Portrait of the Artist as a Black ManPosted in Articles, Arts, Autobiography, Media Archive, Passing, Social Justice, United States on 2021-08-18 00:25Z by Steven |
Portrait of the Artist as a Black Man
Solstice: A Magazine of Diverse Voices
Summer 2021
Herb Harris
Arlington, Virginia
When you turn the corner
And you run into yourself
Then you know that you have turned
All the corners that are left
The more I stared at the drawing, the more alien and unrecognizable it became. I had labored over every line, but it was not the person I intended to draw. It began as a self portrait, but a stranger emerged who had been living somewhere within me. He was now crashing through the page.
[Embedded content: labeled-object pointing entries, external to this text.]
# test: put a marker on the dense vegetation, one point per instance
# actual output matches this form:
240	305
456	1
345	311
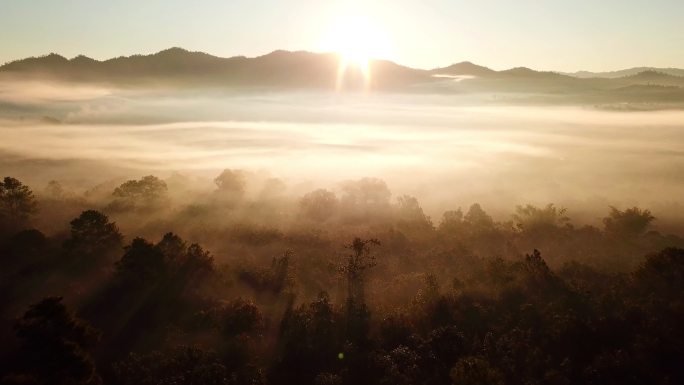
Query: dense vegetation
352	287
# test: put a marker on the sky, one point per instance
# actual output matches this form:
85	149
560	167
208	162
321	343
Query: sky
558	35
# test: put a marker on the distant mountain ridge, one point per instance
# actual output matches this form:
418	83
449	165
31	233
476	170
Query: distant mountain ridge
625	72
302	69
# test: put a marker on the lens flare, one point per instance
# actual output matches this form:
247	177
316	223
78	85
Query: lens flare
357	41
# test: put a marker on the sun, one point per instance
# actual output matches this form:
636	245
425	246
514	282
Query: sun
357	40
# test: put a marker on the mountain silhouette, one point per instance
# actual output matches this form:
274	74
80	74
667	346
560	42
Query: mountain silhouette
178	67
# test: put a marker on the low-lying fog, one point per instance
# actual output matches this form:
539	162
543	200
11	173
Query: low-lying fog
447	150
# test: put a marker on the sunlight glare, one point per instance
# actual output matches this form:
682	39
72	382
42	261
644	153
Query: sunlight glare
357	41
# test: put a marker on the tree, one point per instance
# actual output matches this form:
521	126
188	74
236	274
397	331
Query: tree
477	220
147	192
452	222
231	183
180	365
472	370
412	214
54	190
92	232
628	223
532	219
54	346
142	262
319	205
360	260
17	202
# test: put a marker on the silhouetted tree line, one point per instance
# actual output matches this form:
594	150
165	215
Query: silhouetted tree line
409	302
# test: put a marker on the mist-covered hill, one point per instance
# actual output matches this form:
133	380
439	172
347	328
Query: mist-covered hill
177	67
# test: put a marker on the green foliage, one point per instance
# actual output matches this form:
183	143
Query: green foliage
530	218
180	365
54	346
319	205
628	223
17	202
146	193
475	371
93	233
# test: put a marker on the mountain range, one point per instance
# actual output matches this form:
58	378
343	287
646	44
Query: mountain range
177	67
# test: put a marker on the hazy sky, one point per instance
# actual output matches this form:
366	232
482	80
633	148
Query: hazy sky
559	35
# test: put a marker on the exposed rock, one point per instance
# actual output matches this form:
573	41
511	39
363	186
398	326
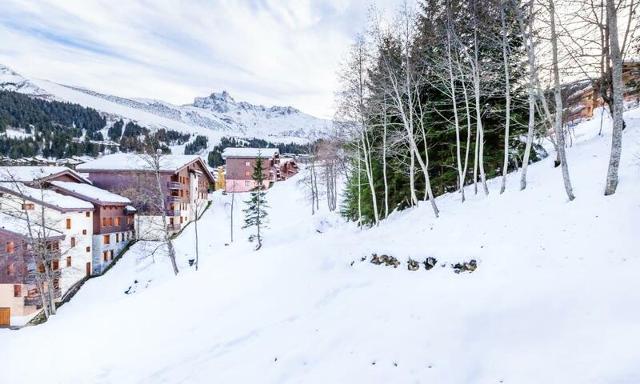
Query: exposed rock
387	260
468	266
430	262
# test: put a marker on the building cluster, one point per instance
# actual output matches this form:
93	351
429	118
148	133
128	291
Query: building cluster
239	164
87	211
86	217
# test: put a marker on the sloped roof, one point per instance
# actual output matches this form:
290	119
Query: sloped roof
91	193
28	174
46	197
20	226
136	162
250	152
141	162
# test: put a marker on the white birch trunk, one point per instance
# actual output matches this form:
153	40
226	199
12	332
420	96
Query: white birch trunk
618	103
558	100
507	95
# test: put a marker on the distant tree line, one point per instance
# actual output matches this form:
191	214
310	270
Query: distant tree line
53	125
196	146
56	129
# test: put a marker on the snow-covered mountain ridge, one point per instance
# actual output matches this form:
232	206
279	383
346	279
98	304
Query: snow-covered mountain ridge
214	116
552	299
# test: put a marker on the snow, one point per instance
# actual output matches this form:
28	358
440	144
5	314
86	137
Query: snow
46	196
552	301
92	193
239	119
21	227
249	152
17	134
134	162
32	173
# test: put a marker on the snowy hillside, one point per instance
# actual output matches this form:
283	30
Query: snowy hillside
553	300
214	116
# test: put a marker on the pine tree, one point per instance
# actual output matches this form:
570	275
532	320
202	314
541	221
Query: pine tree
256	211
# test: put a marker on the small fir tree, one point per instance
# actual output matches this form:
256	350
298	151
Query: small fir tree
255	213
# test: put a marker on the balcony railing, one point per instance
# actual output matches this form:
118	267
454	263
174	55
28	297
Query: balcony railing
174	199
30	278
36	300
173	227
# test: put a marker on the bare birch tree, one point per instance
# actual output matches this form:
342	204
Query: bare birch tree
559	130
618	106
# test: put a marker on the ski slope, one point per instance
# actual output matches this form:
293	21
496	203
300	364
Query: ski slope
553	300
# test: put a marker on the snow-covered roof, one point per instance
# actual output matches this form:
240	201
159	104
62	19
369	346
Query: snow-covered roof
91	193
46	197
33	173
250	152
20	226
136	162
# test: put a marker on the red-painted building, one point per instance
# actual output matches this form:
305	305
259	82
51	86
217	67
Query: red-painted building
19	295
240	162
185	182
113	220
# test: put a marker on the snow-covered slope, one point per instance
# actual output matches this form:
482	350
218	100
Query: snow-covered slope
214	116
554	298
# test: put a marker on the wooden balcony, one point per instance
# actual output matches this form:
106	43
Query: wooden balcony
174	227
30	278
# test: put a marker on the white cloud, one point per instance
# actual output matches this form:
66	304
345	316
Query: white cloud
265	51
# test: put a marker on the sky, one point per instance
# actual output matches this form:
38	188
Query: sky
272	52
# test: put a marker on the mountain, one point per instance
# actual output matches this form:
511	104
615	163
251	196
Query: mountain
214	116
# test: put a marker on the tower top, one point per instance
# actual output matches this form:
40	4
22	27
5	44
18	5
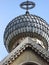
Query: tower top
27	5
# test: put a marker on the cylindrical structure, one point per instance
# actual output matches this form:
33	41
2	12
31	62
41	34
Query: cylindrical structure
26	25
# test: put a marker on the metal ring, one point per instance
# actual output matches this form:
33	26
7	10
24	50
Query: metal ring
27	5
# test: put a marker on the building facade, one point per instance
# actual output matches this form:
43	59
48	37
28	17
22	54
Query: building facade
26	38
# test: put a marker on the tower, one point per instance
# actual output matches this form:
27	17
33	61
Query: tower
26	38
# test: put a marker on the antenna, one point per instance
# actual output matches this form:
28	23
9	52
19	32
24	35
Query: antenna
27	5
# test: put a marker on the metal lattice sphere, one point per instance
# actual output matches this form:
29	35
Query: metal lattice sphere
26	25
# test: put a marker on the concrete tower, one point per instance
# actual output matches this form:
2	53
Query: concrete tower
26	38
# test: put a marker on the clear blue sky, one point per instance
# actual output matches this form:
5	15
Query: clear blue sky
10	9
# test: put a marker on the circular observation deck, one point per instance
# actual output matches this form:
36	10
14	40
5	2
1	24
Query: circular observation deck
26	25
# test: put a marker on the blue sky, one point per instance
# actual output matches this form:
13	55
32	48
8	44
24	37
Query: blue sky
10	9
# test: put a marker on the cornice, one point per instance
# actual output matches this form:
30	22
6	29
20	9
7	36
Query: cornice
17	51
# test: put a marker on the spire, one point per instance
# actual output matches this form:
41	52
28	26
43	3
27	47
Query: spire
27	5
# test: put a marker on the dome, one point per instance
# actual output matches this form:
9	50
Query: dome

I am a descendant of slaves and their owners. This contradiction manifests itself in every aspect of my physical appearance. My beige skin is light enough to pass as white. My angular nose and thin lips corroborate this story. My almond-shaped brown eyes are deep-set and give little clue to my identity. My hair might give me away, but its loose brown curls suggest to most people some vaguely white-ish ethnicity rather than an African origin. In general, people take in these details and read the whole as white. When I tell others that I am black, this usually requires a lengthy explanation that stretches back into little-known aspects of the history of slavery. I have to explain to people, who often seem to be hearing it for the first time, that sexual exploitation of slaves was so widespread that most black people in the United States today have some degree of European heritage. They generally imagine some version of a sanitized mythology that involves consensual romance.
“You mean like Sally Hemmings and Thomas Jefferson?”